Abstract: Recent advances in brain recording technologies are transforming neuroscience, offering unprecedented abilities to measure neural activity and the behavior it gives rise to.  These recordings have the potential to offer new insights into biological computation, but their size and complexity pose a serious challenge.  In parallel, advances in machine learning have risen to meet this challenge, giving us new tools for modeling complex data generating processes and then fitting these models at scale. I will present two examples of our recent work on discovering structure in large scale neural and behavioral data with new machine learning methods, which we call point process latent variable models.  First, we consider the problem of inferring latent cell types and the functional networks that connect them, given access to only the spike times of a population of neurons. Such data are naturally modeled as a point process, but standard point process models fail to capture this underlying structure.  We blend latent variable models of random networks with Hawkes processes (a class of interacting point processes) to build a generative model of neural spike trains, and we develop Bayesian inference algorithms to reason about the underlying cell types and networks.  In the second example, we use similar methods to study how exogenous sensory inputs and internal states jointly determine the natural behavior of larval zebrafish, an important model organism in neuroscience.  Fit to twenty hours of video recordings, our model reveals interpretable classes of swim bouts and shows how prey locations combine with latent hunger state to predict future behavior.  These examples illustrate the potential for bringing new machine learning techniques to bear on complex neural and behavioral datasets. 

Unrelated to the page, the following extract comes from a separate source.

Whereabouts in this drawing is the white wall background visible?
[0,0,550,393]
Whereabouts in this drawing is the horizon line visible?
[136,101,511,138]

Bio: Scott is a Postdoctoral Fellow in the labs of David Blei and Liam Paninski at Columbia University. He completed his Ph.D. in Computer Science at Harvard with Ryan Adams and Leslie Valiant.  He received his B.S. in Electrical and Computer Engineering from Cornell (Go Big Red!) and is thrilled to be returning to his alma mater for this talk. His research is focused on machine learning, computational neuroscience, and the general question of how computer science and statistics can help us decipher neural computation. Next summer, Scott will be joining Stanford University as an Assistant Professor in the Statistics Department and the Stanford Neurosciences Institute.